Pic: RADWANUL H. SIDDIQUE, KIT/CALTECH
Sunlight, reflected from the smooth surface of solar cells, is wasted. Wings of Pachliopta aristolochiae butterfly , outwardly completely black, are covered with nano-holes that help absorb light. Scientists drew attention to these structures and decided to reproduce them in a layer of silicon covering a film thin as a solar cell.
Subsequent analysis of light absorption yielded promising results: compared to a smooth surface, the absorption coefficient perpendicular to the incident light increased by 97% and continued to increase gradually to 207% at an angle of incidence of 50 degrees.
“This is especially interesting for European conditions.

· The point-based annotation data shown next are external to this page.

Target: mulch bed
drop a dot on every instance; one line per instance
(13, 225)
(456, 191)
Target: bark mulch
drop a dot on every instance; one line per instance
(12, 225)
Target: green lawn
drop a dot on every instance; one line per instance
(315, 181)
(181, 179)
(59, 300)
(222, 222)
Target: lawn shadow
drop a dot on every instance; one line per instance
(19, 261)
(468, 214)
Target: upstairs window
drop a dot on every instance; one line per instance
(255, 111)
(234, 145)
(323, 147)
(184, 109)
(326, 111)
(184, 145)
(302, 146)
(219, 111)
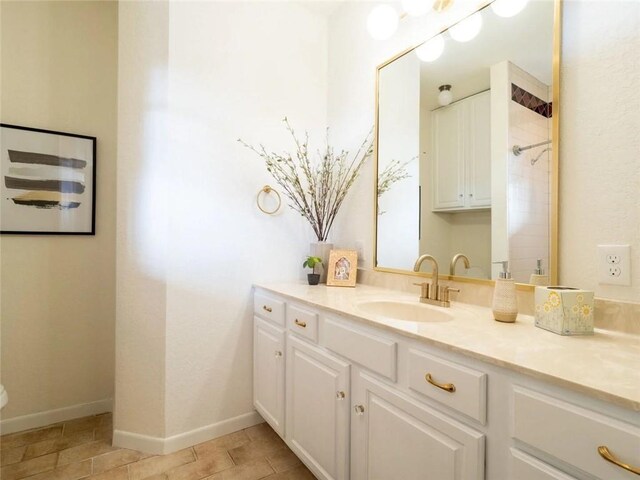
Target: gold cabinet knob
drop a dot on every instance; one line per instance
(448, 387)
(608, 456)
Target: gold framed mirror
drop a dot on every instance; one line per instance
(467, 149)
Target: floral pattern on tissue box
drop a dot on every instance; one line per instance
(563, 310)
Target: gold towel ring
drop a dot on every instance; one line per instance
(267, 189)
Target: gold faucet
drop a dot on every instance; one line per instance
(432, 293)
(454, 260)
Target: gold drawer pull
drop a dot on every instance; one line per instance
(449, 387)
(606, 454)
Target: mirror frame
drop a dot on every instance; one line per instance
(553, 170)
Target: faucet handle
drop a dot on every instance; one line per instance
(425, 289)
(445, 290)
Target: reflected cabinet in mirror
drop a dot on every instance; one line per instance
(467, 149)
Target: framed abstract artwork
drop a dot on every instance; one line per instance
(48, 182)
(342, 268)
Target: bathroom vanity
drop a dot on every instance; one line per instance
(368, 383)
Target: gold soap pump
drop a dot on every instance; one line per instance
(505, 301)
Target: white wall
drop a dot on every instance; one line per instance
(398, 134)
(59, 64)
(600, 145)
(529, 185)
(142, 222)
(600, 42)
(232, 69)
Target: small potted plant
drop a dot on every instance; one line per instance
(311, 262)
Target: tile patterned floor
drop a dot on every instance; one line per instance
(81, 449)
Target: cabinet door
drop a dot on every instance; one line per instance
(268, 373)
(318, 409)
(478, 150)
(394, 437)
(448, 161)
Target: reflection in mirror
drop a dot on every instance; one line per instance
(464, 150)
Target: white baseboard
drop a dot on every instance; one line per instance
(42, 419)
(159, 445)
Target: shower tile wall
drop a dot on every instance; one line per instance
(529, 192)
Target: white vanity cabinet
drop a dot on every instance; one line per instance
(461, 154)
(318, 399)
(268, 372)
(358, 401)
(395, 437)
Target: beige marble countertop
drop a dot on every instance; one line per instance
(605, 365)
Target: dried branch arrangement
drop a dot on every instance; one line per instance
(315, 188)
(392, 173)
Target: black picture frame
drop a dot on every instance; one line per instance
(46, 157)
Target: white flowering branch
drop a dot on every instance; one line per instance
(315, 189)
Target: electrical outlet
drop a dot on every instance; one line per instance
(615, 264)
(360, 249)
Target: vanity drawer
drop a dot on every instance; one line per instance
(458, 387)
(526, 467)
(268, 307)
(303, 322)
(573, 434)
(378, 354)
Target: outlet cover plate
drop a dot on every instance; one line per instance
(614, 264)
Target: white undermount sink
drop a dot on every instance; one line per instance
(407, 311)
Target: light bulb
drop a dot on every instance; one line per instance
(415, 8)
(445, 97)
(431, 49)
(508, 8)
(382, 22)
(467, 29)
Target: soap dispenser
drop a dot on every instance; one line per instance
(538, 277)
(505, 302)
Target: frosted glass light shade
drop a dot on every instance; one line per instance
(467, 29)
(415, 8)
(445, 97)
(382, 22)
(508, 8)
(431, 49)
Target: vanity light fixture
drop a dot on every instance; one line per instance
(382, 22)
(431, 50)
(416, 8)
(467, 29)
(508, 8)
(442, 5)
(445, 97)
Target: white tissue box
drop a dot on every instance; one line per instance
(564, 310)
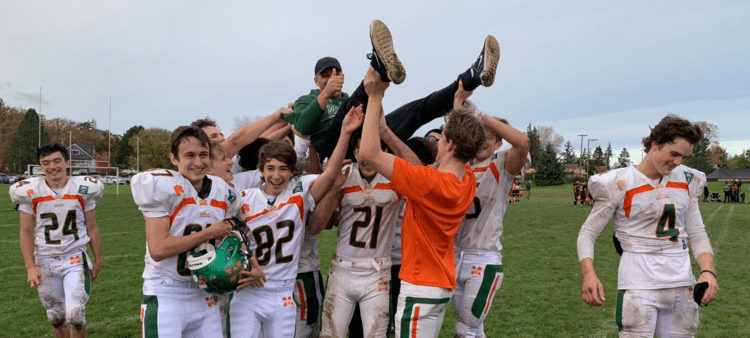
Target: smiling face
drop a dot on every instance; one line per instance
(276, 174)
(664, 158)
(193, 160)
(214, 134)
(54, 166)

Usually we have scattered light, which falls on solar cells at a vertical angle” says Hendrik Hölscher, head of the team of scientists.
However, this does not mean that the performance of photocells will also increase threefold, since other factors are important. 200% is the theoretical limit of efficiency, says Guillaume Gomart, one of the researchers.
Before transferring nanostructures to solar cells, the researchers determined the diameter and location of the nano-holes in the butterfly’s wing, scanning it with an electron microscope. They then analyzed the light absorption coefficient for various hole patterns by computer simulations and found that the most stable absorption coefficient gives an unordered arrangement of holes of different diameters. Such a structure they transferred to the photocell layer, the holes in which differed in diameter from 133 to 343 nm, reports EurekAlert.